По мере приближения "Эльмиры" к порту, с северной стороны медленно проплывал зеленый берег, там и сям украшенный хохолками деревьев, пятнышками белых вилл и ферм, умытый чистым сиянием летнего утра. Адам Розенцвейг оторвал взгляд от работы — он отбивал с цепи ржавчину — и поглядел на берег. Это была Америка.
Ребенок, маленький мальчик, стоял на длинной песчаной отмели рядом с виллой, совсем крошечный с такого расстояния, в голубых панталонах и белой курточке, а его коричневая собака лаяла не переставая. По крайней мере, поза и движения этой далекой собаки говорили о том, что она лает, — потому что звук не долетал до Адама из-за сильного ветра с моря. Это была большая коричневая собака, она опиралась на напряженные передние лапы, пасть её открывалась и закрывалась с ритмичностью метронома. Было понятно, что это большая собака, потому что стоя она была ростом почти с мальчика, но на расстоянии казалась ненастоящей, как маленькая хитроумная баварская игрушка, рот которой движется благодаря вмонтированному противовесу-маятнику. В ярком сиянии летнего морского утра без намека на дымку или туман ему казалось, что видна даже маленькая красная полоска языка, когда пасть открывалась.
Но звука Адам Розенцвейг не слышал. Как ни напрягал он слух, все равно не мог расслышать лая. Ему бы хоть разок услышать, чтобы убедиться, что по крайней мере эта собака — настоящая. Потому что все сейчас казалось ему нереальным.
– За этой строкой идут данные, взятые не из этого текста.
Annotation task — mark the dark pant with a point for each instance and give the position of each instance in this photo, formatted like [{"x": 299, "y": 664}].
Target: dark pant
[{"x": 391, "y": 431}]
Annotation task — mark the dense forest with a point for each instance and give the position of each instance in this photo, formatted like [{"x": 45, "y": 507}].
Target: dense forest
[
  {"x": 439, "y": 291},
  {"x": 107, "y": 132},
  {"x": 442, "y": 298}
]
С того второго утра после отплытия из Бремерхафена все казалось ему нереальным. Как будто его мечты там, в Баварии, в те долгие месяцы, пока умирал отец, а сам он перерождался в мужчину, были реальностью, а все, что на самом деле произошло после этого, было всего лишь сном. Неужели это действительно так? Ибо сокровенные мечты человека — и есть его суть, рассуждал Адам ночью, и если это отнять, что же останется ему от реальности?
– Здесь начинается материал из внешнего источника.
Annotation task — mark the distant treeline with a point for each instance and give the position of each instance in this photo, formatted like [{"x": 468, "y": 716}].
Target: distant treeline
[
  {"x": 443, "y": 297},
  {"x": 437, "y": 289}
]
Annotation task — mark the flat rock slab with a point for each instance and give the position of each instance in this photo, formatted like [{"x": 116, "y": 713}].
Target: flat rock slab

После того, как утих смех тем страшным утром, майнгерр Дункан крикнул стоявшему неподалеку английскому боцману:
— Берите его, он весь ваш! Нам он не нужен, он ваш, — и повинуясь жесту боцмана, два моряка подошли и встали по обе стороны от Адама.
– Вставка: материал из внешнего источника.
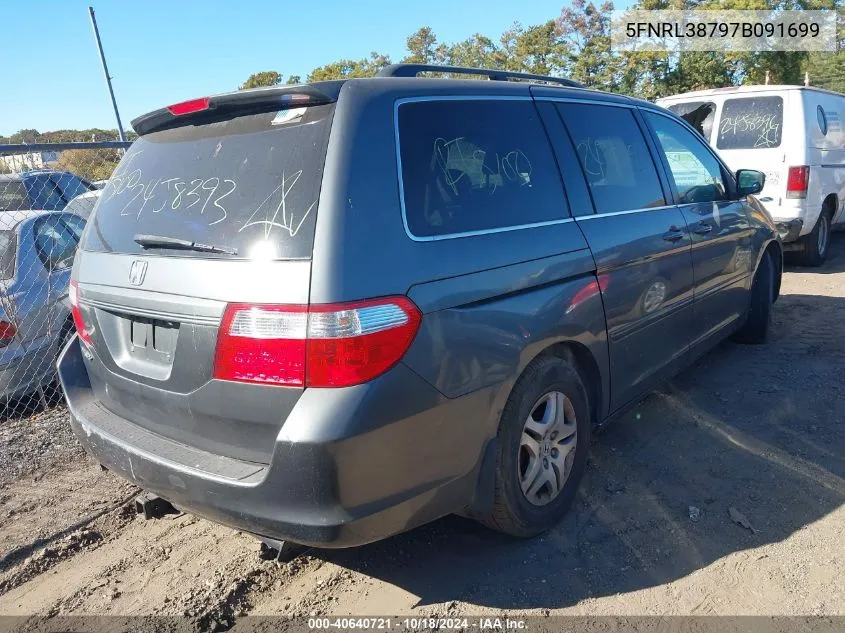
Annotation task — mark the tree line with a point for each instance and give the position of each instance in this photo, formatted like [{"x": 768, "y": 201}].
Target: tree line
[{"x": 576, "y": 44}]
Но майнгерр Дункан крикнул:
— Стойте! — и подошел к Адаму. — Слушай, — сказал он, — если думаешь, что тебе позволят просто-напросто сигануть за борт в Нью-Йорке, то ты полный идиот. Думаешь, тебя задарма прокатили, а, сволочь? Я-то буду занят с этими, которые в строю стоят, а вот капитан — он приглядит за тем, чтобы тебя доставили точнехонько туда, откуда ты явился. Но ты отработаешь свой проезд, будешь работать, пока задница не отвалится. Понял меня, ты?..
Тут силы майнгерра Дункана иссякли. Так что два моряка увели Адама и приставили к работе. Да, он будет работать до самой Америки, сказали они ему, а потом весь путь назад до прибытия в Бремерхафен, если так велит капитан, и будет вышвырнут на берег, без гроша ломаного за душой.
Какого ещё ломаного гроша...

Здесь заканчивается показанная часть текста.